A cornerstone if this kind of political position is the unstated but clear-as-day strategy of co-opting modern-day, pseudo-conservative Republican positions and "values" so that the only change in Congress is with which party the wingnut in question is registered.
Maybe it's not all that foolish. Maybe it's quite clever. We're supposed to be fooled into thinking that buying into such a rightward push in the Democratic Party is actually in our interests. Their calling card is the Republican boogie man, which doesn't need much embellishment to be convincing. And then they toss out a few bones to the voters.

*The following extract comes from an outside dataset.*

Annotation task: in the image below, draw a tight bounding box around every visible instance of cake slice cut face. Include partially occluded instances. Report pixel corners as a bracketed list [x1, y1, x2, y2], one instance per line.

I believe that if you are registered to vote in Pennsylvania, and you do not vote for Bob Casey over Rick Santorum in the general election in November, then you support the privatization of Social Security (which Santorum favors and Casey opposes). I believe that if you don't vote for Bob Casey instead of Rick Santorum, then you support the K-Street Project, which Rick Santorum helps run. I believe that if you don't vote for Bob Casey instead of Rick Santorum, then you think that the minimum wage should only be increased as long as several million workers lose all of their protections nationwide. If you don't' vote for Bob Casey instead of Rick Santorum, then you support CAFTA, which Casey opposes and Santorum supports.
It's easy to offer such simplistic rhetoric. But let's set aside the self-righteousness of it and get to the logic: "Our misogynistic bastard is better than their misogynistic bastard."

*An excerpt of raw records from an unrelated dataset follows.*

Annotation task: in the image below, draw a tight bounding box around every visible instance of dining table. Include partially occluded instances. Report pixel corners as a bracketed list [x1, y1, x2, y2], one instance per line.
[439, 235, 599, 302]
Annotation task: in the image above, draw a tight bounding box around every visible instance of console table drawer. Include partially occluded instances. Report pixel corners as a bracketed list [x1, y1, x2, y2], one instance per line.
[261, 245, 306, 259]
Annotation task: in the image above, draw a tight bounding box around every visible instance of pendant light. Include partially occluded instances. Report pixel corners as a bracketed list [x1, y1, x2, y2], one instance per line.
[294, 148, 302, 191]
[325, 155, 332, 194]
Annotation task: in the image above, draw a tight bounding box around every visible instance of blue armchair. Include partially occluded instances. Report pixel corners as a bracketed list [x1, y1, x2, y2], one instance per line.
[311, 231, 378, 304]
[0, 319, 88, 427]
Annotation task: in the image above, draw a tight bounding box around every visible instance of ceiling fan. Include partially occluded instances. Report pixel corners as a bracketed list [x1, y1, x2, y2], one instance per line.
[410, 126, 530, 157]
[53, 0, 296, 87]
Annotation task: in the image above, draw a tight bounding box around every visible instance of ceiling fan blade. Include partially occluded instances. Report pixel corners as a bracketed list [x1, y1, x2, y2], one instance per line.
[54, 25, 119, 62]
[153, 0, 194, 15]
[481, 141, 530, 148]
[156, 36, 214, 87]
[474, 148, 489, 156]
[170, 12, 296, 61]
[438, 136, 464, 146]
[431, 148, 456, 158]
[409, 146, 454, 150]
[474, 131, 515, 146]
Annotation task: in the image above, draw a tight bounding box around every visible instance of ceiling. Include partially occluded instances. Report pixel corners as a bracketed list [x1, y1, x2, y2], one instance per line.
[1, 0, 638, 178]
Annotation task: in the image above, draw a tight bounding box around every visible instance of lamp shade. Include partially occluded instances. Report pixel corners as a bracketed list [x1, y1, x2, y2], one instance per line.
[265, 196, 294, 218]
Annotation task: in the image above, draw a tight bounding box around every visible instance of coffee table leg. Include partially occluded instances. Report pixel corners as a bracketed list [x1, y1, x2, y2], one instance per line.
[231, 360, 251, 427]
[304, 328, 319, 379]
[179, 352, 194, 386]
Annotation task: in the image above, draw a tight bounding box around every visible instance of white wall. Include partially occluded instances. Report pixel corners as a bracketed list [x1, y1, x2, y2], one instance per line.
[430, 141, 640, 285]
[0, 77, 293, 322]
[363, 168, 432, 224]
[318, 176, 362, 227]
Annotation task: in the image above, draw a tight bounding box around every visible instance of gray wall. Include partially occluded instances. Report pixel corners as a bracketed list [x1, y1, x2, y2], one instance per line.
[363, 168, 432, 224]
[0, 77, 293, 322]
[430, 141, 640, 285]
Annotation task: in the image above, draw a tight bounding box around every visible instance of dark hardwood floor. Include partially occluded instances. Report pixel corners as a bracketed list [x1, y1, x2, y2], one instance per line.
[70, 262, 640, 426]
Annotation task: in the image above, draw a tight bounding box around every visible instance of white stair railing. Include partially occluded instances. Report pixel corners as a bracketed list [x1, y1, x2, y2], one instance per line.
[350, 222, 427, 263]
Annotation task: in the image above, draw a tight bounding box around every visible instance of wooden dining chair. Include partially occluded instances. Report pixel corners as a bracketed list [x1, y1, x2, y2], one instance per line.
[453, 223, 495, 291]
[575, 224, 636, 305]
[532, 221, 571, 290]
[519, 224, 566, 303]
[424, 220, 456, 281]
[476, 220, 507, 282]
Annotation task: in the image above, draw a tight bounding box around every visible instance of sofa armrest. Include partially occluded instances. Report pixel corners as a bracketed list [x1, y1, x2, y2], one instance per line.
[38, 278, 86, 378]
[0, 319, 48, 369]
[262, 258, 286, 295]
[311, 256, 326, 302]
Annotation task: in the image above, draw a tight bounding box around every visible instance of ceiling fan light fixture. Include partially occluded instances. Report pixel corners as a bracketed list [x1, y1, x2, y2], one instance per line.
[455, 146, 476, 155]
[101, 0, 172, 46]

This seems like a fool's strategy to me. If you become that which you abhor, how do you change back? If the Democratic Party is made even more of a faux-Republican party to obtain power, how would one change it into a progressive party? Where would be the mandate?
What all this party-insider grandstanding is based on is the unspoken and perhaps unexamined belief that neither party wants to address: Women have no right to have a voice in politics.

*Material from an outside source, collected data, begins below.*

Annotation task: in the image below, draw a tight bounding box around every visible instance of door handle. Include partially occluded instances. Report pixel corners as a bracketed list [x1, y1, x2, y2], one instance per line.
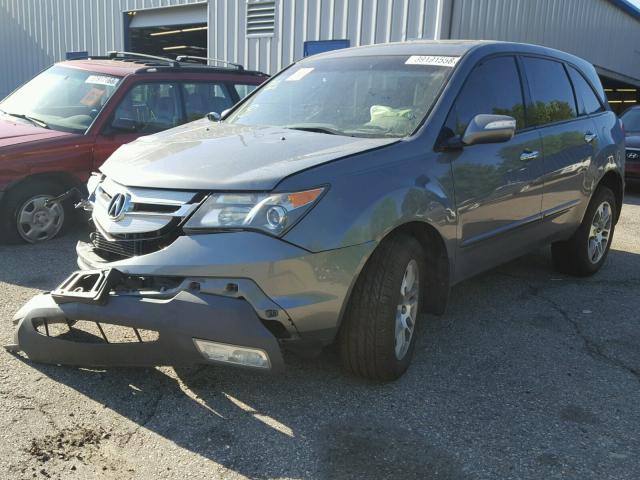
[520, 150, 540, 162]
[584, 132, 598, 143]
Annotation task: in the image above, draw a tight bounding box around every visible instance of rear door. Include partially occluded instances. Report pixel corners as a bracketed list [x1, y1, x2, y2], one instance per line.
[181, 81, 235, 122]
[444, 55, 545, 279]
[521, 56, 596, 221]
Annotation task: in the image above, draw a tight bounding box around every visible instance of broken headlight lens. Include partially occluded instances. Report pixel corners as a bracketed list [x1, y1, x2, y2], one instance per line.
[184, 188, 325, 236]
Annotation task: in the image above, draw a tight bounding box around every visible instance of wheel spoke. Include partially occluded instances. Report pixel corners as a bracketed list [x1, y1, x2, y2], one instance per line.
[23, 225, 43, 241]
[31, 197, 47, 209]
[18, 208, 35, 224]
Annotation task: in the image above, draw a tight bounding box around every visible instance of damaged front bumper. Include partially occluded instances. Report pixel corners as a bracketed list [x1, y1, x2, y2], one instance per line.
[7, 271, 285, 371]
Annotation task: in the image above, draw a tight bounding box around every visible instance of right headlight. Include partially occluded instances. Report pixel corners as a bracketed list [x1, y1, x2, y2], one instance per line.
[183, 187, 325, 236]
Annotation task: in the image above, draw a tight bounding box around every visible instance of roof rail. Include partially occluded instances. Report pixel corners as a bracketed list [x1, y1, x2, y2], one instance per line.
[175, 55, 244, 71]
[106, 51, 180, 67]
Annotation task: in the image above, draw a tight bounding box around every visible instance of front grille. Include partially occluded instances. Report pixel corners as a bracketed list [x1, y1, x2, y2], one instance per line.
[91, 228, 180, 261]
[89, 178, 200, 261]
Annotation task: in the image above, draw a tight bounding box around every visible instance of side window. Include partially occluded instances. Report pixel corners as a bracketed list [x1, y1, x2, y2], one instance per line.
[182, 82, 234, 122]
[113, 83, 180, 133]
[233, 83, 259, 99]
[567, 66, 604, 116]
[445, 56, 525, 137]
[522, 57, 577, 126]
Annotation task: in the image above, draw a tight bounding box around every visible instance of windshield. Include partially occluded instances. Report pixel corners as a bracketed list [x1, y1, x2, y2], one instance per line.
[621, 108, 640, 133]
[226, 55, 454, 138]
[0, 66, 121, 134]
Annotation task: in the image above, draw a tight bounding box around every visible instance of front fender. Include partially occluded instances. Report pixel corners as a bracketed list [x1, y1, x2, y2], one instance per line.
[281, 140, 457, 256]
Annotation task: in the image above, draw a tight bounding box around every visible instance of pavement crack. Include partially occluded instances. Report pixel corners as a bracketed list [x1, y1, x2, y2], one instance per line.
[532, 288, 640, 383]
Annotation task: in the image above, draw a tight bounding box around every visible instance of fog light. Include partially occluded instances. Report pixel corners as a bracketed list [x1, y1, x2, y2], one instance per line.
[193, 339, 271, 368]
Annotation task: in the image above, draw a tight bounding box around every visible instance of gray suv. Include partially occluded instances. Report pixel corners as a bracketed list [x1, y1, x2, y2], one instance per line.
[10, 41, 625, 381]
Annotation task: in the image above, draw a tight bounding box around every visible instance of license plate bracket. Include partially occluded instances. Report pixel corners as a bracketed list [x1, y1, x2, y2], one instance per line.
[51, 269, 122, 305]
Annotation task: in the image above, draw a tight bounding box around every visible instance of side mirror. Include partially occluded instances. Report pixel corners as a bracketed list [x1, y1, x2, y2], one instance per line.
[462, 114, 516, 146]
[206, 111, 221, 122]
[220, 108, 232, 119]
[111, 117, 138, 133]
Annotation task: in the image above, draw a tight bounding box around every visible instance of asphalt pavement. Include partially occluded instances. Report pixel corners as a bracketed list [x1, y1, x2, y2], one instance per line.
[1, 191, 639, 480]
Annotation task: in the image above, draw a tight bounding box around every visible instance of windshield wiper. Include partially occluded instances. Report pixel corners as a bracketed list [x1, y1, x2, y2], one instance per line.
[5, 112, 48, 129]
[283, 124, 342, 136]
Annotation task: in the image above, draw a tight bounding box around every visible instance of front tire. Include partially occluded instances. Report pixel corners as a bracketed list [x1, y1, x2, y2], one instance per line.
[551, 186, 617, 276]
[0, 180, 68, 244]
[339, 233, 425, 381]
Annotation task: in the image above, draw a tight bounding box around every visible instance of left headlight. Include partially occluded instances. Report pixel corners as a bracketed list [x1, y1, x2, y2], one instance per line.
[183, 187, 325, 236]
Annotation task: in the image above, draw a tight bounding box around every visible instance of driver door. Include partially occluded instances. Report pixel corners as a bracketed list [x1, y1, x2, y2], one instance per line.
[93, 82, 182, 168]
[443, 55, 545, 279]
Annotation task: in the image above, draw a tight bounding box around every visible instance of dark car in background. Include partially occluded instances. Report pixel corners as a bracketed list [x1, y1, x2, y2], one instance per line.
[0, 52, 267, 243]
[620, 106, 640, 183]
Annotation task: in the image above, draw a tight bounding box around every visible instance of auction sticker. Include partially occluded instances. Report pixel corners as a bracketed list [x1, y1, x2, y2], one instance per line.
[85, 75, 120, 87]
[405, 55, 459, 67]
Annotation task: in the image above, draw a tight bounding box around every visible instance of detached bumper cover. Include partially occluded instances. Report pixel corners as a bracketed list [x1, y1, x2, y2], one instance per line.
[9, 290, 284, 371]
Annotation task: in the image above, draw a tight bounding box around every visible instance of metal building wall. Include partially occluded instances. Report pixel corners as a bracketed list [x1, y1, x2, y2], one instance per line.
[0, 0, 442, 97]
[0, 0, 205, 97]
[212, 0, 441, 75]
[449, 0, 640, 85]
[3, 0, 640, 97]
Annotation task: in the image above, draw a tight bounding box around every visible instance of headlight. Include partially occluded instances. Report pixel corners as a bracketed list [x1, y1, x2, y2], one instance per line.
[184, 187, 325, 236]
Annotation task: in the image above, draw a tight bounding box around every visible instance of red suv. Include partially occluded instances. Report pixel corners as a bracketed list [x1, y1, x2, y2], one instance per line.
[0, 52, 267, 243]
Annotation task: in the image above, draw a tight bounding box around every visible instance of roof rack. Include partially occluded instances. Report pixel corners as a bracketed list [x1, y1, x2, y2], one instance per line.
[175, 55, 244, 71]
[106, 51, 180, 67]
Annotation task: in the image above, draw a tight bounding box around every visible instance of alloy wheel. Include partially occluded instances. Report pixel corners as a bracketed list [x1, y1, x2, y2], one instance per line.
[395, 259, 419, 360]
[588, 201, 612, 264]
[17, 195, 64, 243]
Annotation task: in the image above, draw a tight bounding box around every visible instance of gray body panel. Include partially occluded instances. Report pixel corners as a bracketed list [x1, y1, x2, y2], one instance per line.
[10, 41, 625, 369]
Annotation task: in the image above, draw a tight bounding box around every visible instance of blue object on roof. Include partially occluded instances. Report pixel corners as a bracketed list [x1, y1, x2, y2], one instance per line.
[65, 51, 88, 60]
[303, 40, 350, 57]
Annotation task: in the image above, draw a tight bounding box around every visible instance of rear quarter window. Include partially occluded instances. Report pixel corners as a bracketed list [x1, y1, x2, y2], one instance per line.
[567, 66, 604, 116]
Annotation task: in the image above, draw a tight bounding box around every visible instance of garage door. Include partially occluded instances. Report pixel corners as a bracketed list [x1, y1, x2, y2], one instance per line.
[127, 4, 208, 60]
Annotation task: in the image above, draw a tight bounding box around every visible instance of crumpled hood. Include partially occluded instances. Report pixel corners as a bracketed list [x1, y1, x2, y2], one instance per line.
[0, 115, 70, 148]
[100, 119, 397, 190]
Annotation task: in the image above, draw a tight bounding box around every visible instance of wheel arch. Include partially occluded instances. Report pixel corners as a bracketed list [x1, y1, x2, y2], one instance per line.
[336, 220, 451, 336]
[391, 221, 451, 315]
[1, 171, 82, 204]
[596, 170, 624, 223]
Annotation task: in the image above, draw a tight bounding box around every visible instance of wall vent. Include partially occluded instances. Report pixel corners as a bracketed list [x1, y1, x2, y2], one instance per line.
[246, 0, 276, 37]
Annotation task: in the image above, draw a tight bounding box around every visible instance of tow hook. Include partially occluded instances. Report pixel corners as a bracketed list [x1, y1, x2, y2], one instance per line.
[44, 187, 92, 211]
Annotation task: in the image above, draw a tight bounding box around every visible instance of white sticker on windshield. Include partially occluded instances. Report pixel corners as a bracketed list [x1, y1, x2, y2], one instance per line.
[405, 55, 459, 67]
[85, 75, 119, 87]
[285, 67, 314, 81]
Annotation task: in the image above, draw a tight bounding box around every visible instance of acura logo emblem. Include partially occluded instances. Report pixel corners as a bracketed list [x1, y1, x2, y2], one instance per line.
[107, 193, 130, 221]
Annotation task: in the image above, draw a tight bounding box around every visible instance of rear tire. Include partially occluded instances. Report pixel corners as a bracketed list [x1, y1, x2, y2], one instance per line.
[339, 233, 425, 381]
[551, 186, 617, 276]
[0, 180, 69, 244]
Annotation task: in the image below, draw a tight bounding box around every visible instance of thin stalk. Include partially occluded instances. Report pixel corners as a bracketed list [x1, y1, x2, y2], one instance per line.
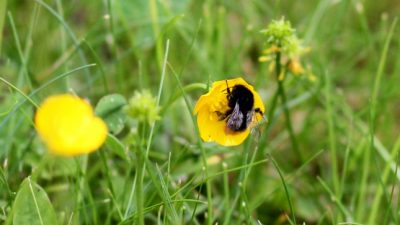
[136, 148, 145, 225]
[275, 50, 303, 162]
[0, 77, 38, 108]
[8, 12, 32, 90]
[55, 0, 69, 90]
[367, 18, 398, 224]
[149, 0, 163, 70]
[222, 162, 230, 222]
[168, 64, 213, 225]
[105, 0, 124, 94]
[0, 0, 6, 53]
[324, 71, 340, 202]
[135, 40, 169, 225]
[270, 157, 297, 225]
[267, 88, 280, 124]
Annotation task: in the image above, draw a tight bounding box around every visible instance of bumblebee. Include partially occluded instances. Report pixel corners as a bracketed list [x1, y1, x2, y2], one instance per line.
[217, 80, 264, 133]
[194, 77, 265, 146]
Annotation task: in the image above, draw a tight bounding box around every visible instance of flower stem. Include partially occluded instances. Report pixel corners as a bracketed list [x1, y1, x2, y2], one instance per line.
[136, 123, 146, 225]
[275, 50, 303, 163]
[266, 88, 280, 125]
[136, 154, 144, 225]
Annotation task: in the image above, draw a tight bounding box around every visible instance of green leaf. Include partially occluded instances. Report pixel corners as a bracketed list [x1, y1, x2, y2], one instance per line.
[95, 94, 127, 135]
[12, 177, 58, 225]
[105, 134, 129, 162]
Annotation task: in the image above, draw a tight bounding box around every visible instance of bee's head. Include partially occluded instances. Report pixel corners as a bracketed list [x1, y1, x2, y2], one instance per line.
[228, 85, 254, 111]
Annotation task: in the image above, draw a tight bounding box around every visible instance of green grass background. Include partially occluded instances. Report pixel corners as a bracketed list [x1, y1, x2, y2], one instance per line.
[1, 0, 400, 224]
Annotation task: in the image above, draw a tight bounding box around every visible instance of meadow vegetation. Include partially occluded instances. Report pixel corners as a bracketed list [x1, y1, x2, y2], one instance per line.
[1, 0, 400, 224]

Every time you hear someone declare your interest in your rights to equal liberty, equal justice and equal protection under the law as your "pet cause" that fits your "single-issue voter" demands for "ideological purity," think about what they're really saying:
"Shut up, woman, and let us men deal with this! We'll get to your concerns later."
Chris Bowers, The Booman diarist mentioned above, probably does not believe he's a chauvinist or that he's blinded by male privilege from really seeing or hearing what women are doing and saying. (I think the jury is still out on Kos, who seems to be proudly anti-feminist.) But the fact that women are marginalized just for demanding equality in this country is very telling.
So as the bellowing gets louder, and the accusations that women's equal participation in all things political is only provisional and secondary to men's rule, remember this:
As long as it's left to men alone to pass judgment on whether women's rights should be respected, honored and protected as a minimum requirement for a truly egalitarian society, there will be no equality for women...
...and reproductive rights will always be a bargaining chip to be given away...
...and universal healthcare will be a lofty political plank with no credibility...
...and progressive values will suffer...
...because a non-inclusive "big tent" strategy will never turn on the regressive hand that feeds it.